Is it even vaguely correct? Was there an ex-pirate, somewhere in the hinterland between Pennsylvania and New York, married into the Penn family and rich with good gold? If so, there is a wall between the source of his fortune and his actual activities. Which is something that you can say about the source of a great many people's money. No-one wants to be known as the guy who sold his daughter for Arabian gold, or to be second wife to the daughter of the Emperor Aurangazeb. 

But there you go. Speculation aside, we know that the part about the rich pirate marrying Governor Markhan's daughter and living out his life somewhere between Pennsylvania and New York happened. The rest is silence, until we come to the clues that Cooper so fastidiously drops as he fights for the reelection of a Democratic President against the rising insurgency of Harrison's Whigs.***** If the true treasure underneath the mound is the secret origins of the family money, no wonder it's still a secret! And if there's a lesson for the present, it is that perhaps the Republican Party should think about following the lead of the Angel Moroni and publishing the contents of  the history writ on the golden pages.

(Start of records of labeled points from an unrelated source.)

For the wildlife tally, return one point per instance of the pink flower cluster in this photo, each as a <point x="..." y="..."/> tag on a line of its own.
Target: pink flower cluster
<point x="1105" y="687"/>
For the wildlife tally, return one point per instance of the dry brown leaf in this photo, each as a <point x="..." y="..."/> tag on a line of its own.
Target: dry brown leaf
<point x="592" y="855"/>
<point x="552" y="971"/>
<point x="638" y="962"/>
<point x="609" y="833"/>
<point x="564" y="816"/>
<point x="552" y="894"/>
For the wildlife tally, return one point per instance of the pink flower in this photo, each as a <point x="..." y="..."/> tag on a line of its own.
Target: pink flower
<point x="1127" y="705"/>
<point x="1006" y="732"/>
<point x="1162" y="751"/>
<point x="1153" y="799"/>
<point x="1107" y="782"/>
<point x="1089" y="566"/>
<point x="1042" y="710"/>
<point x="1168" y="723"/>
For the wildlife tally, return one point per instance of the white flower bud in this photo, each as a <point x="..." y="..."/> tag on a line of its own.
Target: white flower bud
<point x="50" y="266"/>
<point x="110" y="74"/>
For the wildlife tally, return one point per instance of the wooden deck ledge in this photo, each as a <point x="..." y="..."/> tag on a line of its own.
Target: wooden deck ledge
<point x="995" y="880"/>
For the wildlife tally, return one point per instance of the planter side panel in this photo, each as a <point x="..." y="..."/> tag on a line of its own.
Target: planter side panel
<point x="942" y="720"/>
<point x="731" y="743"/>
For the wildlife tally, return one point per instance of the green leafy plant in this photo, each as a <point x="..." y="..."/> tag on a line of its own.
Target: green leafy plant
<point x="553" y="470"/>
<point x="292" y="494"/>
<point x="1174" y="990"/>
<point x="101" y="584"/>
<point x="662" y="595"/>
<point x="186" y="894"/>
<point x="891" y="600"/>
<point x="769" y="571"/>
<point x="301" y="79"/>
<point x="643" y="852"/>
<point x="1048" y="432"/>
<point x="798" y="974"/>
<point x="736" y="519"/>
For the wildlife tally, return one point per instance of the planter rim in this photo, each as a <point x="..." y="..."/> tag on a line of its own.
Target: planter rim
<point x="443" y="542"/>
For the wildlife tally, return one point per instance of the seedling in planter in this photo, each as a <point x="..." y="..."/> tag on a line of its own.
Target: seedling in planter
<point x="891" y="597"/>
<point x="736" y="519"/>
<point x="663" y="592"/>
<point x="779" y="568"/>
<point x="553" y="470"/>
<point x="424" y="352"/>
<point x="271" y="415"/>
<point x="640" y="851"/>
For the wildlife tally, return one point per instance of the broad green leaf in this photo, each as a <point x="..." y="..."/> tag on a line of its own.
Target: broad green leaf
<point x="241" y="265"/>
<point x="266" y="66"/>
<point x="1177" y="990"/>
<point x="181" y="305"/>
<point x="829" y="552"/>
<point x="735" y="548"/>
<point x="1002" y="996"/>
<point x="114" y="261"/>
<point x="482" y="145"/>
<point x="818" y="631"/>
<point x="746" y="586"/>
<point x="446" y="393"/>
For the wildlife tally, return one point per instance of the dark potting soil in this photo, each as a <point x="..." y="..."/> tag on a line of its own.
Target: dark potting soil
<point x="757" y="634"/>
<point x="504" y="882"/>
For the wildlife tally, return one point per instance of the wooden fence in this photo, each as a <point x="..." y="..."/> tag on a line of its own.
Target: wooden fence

*More accurately, I suppose, that Benjamin Franklin's son, William, was Metis. The more speculative tranche of my claims is that George Croghan faked his death and lived to be the model for Natty Bumppo, and that Ben Franklin is the grandson of Uncas. Both claims can, however, currently defended by the kind of close reading that I'm all too aware that crazy people do.

**The argument here is that at the end of the novel about "the first warpath," which is to say, the first of the great North American wars, Judith goes off to be a mistress of a Yorkshire-based English noble family called the "Warleys." In 1838, young master Effingham returns to America as an emissary of reconciliation between America and England, because he is the son of an Effingham and of a daughter of a Yorkshire-based English noble family called the "Warrenders." There seems to be some kind of clever word play going on here connecting the two families. Damn you, Cooper, spell out what you mean instead of wrapping it up in these impenetrable riddles! (This sarcasm brought to  you by this blogger's impatience with the sheer laziness of professional American Fenimore Cooper studies. Srsly, dudes. Try harder.) 

***In case the link rots: Douglas R. Burgess The Pirate's Pact: The Secret Alliance Between History's Most Notorious Buccaneers and Colonial America (New York: McGraw Hill, 2009.) Rather less than meets the eye, unfortunately, as a result of excessive reliance on the literature spinning out of Defoe. There were American pirates before Morgan, you know!

****That's right. Clinton. 'Nuff said. No, wait: more said. If you're too busy to follow the links, Henry Every's Royal Navy patron, Francis Wheeler, rose to be an admiral and married one Arabella Clinton, who was presumably at least related to the Clintons, given that her son married into the Hood family.

*****If, by the way, Cooper is adding Henry Every to his distinguished list of ancestors, I assume it's through the maternal/paternal grandmother/father, who would be either Ben or William Franklin's child by an unknown woman. Just so you know.